12. Von Berthegundens Bosheit
Als die Nonne Jngotrude, die, wie wir in den früheren Büchern erzählten, (2) ein Frauenkloster im Borhofe des heiligen Martinus errichtet hatte, krank wurde, setzte sie ihre Nichte zur Äbtissin ein. Hierüber entstand unter den Nonnen großes Murren; da wir sie aber deshalb tadelten, ließen sie vom Hader ab. Jngotrude lebte aber mit ihrer Tochter noch in Zwietracht, deshalb weil sie ihr Eigentum ihr genommen hatte; sie drang daher darauf, es solle dieser nicht verstattet werden, in dem Kloster, das sie gegründet hatte, oder an ihrem Grabe zu beten.

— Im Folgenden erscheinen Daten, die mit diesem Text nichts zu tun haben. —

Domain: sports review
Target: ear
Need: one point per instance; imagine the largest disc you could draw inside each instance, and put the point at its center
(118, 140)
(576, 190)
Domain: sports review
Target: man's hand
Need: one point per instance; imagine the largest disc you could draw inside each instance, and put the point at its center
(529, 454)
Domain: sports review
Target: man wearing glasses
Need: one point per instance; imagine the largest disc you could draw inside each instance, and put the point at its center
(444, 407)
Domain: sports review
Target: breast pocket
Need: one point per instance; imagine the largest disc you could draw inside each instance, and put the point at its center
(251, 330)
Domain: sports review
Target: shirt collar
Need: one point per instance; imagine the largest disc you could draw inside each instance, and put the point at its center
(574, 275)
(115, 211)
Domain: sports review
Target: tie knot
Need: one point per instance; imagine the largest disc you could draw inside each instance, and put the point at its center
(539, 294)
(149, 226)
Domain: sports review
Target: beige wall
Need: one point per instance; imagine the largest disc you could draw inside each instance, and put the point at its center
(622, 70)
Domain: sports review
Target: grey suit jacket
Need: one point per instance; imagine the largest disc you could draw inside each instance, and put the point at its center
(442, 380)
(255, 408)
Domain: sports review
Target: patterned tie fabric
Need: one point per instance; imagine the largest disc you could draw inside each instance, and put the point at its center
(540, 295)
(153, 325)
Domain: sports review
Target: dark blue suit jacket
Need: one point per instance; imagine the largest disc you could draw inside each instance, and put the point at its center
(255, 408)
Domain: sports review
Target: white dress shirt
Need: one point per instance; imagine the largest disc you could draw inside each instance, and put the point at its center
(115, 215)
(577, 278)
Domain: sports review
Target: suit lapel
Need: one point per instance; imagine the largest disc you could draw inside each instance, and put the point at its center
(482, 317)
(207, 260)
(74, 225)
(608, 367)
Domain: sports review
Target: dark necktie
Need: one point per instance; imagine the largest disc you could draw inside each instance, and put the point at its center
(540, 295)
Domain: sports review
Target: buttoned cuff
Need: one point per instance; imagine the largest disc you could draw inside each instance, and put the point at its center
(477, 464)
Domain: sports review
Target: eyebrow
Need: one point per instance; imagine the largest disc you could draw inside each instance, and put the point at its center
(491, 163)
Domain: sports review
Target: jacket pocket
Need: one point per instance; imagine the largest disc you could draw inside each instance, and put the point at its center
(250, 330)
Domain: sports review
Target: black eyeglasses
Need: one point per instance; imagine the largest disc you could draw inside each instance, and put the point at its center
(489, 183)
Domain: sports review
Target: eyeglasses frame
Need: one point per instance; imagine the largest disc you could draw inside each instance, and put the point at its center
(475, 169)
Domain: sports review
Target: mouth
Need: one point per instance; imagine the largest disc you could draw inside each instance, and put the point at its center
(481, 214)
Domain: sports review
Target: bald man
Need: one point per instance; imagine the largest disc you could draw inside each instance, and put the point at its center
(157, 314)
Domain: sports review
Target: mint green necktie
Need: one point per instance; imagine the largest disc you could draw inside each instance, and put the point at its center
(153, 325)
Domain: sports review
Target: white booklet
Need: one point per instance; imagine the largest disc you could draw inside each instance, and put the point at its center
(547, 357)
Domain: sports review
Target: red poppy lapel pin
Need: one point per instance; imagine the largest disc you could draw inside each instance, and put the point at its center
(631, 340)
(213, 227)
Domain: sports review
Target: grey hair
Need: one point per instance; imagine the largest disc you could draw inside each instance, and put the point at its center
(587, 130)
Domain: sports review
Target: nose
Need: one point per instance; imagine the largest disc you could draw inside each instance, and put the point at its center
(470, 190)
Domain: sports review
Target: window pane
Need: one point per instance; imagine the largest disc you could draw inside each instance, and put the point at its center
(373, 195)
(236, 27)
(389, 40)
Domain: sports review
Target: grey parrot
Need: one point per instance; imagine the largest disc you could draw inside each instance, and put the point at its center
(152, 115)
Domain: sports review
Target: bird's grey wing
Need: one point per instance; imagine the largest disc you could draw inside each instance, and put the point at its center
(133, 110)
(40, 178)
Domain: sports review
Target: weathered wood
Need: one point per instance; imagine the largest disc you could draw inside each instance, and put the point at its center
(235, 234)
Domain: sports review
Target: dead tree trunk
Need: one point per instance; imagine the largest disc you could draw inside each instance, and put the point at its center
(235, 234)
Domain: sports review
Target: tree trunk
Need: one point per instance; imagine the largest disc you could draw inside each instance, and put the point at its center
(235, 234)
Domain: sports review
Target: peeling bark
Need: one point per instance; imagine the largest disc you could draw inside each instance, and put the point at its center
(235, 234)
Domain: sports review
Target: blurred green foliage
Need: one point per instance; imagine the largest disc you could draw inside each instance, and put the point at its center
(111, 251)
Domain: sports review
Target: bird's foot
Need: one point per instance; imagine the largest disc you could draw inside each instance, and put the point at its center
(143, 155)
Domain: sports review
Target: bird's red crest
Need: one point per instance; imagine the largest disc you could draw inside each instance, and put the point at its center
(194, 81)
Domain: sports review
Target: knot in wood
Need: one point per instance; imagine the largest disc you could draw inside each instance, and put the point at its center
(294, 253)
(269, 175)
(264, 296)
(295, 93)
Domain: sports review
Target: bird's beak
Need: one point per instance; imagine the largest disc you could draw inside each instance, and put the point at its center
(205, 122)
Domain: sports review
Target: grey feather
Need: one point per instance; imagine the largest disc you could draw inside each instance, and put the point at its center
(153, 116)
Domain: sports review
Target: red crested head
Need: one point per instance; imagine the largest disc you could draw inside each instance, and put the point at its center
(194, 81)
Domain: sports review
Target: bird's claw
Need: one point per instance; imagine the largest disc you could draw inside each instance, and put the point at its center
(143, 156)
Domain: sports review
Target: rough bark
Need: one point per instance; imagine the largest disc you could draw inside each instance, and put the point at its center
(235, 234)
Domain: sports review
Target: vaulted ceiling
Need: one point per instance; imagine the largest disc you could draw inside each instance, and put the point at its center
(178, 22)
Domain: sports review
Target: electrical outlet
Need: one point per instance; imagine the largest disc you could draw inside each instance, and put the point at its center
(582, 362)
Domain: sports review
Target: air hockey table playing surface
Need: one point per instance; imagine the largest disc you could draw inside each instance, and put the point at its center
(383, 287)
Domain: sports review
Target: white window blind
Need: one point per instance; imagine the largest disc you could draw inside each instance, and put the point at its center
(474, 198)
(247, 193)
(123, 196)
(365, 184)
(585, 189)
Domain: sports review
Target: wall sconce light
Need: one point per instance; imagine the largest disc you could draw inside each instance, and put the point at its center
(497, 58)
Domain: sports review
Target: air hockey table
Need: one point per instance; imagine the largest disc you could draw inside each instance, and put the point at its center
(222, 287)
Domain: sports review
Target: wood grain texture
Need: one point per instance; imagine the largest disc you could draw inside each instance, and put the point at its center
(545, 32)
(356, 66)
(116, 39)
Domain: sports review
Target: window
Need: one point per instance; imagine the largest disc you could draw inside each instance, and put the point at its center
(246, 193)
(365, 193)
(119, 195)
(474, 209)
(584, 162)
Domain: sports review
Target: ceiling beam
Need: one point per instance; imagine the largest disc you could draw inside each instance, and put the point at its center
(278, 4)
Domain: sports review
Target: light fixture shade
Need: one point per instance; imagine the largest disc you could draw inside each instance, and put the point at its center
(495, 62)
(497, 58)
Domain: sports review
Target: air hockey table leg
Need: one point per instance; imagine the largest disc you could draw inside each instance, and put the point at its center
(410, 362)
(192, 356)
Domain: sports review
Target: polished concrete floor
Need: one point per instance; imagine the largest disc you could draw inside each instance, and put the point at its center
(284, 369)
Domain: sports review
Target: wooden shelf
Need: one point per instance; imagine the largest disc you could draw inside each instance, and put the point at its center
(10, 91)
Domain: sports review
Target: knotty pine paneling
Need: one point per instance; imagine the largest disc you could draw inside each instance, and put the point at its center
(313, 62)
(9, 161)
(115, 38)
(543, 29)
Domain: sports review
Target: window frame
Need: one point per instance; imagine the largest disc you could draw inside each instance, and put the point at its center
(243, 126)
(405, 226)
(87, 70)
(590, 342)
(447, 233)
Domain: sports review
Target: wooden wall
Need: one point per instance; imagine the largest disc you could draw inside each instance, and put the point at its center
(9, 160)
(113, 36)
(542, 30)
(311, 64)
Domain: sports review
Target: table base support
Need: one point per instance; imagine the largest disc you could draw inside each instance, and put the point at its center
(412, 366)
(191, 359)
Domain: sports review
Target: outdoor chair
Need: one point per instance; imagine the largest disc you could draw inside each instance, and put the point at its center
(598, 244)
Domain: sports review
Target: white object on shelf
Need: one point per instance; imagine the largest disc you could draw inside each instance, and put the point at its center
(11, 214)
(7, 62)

Sie starb, meiner Meinung nach achtzig Jahr alt, und wurde am 9. März begraben.
Es kam darauf dennoch ihre Tochter Berthegunde nach Tours. Da man sie aber nicht aufnehmen wollte, begab sie sich zu König Childebert und verlangte die Erlaubnis, an ihrer Mutter Stelle das Kloster zu leiten. Der König gedachte nicht der Entscheidung, die er einst zugunsten ihrer Mutter getroffen hatte, und gab ihr einen neuen königlichen Befehl mit, von seiner eigenen Hand unterschrieben, der besagte, daß alles, was ihr Vater und ihre Mutter besessen, in ihr Eigentum übergehen und, was Jngotrude dem Kloster hinterlassen hätte, demselben entzogen werden solle. Mit diesem Befehl erschien sie und nahm alles Hausgerät im Kloster fort, sodaß sie nichts als die nackten Wände dort zurückließ. Auch sammelte sie Verbrecher aller Art um sich, die an Gewalt- S. 109 tätigkeiten gewöhnt waren, die auch das mit fortnehmen sollten, was etwa vom Ertrag anderer Höfe vorhanden war, die sonst fromme Seelen dem Kloster geweiht hatten. So viel Böses tat sie dort, daß man kaum alles vollständig erzählen kann. Nachdem sie alles, wovon wir gesprochen haben, an sich genommen hatte, kehrte sie nach Poitiers zurück und ließ gegen die Äbtissin, die doch ihre nächste Verwandte war, viele falsche Beschuldigungen laut werden.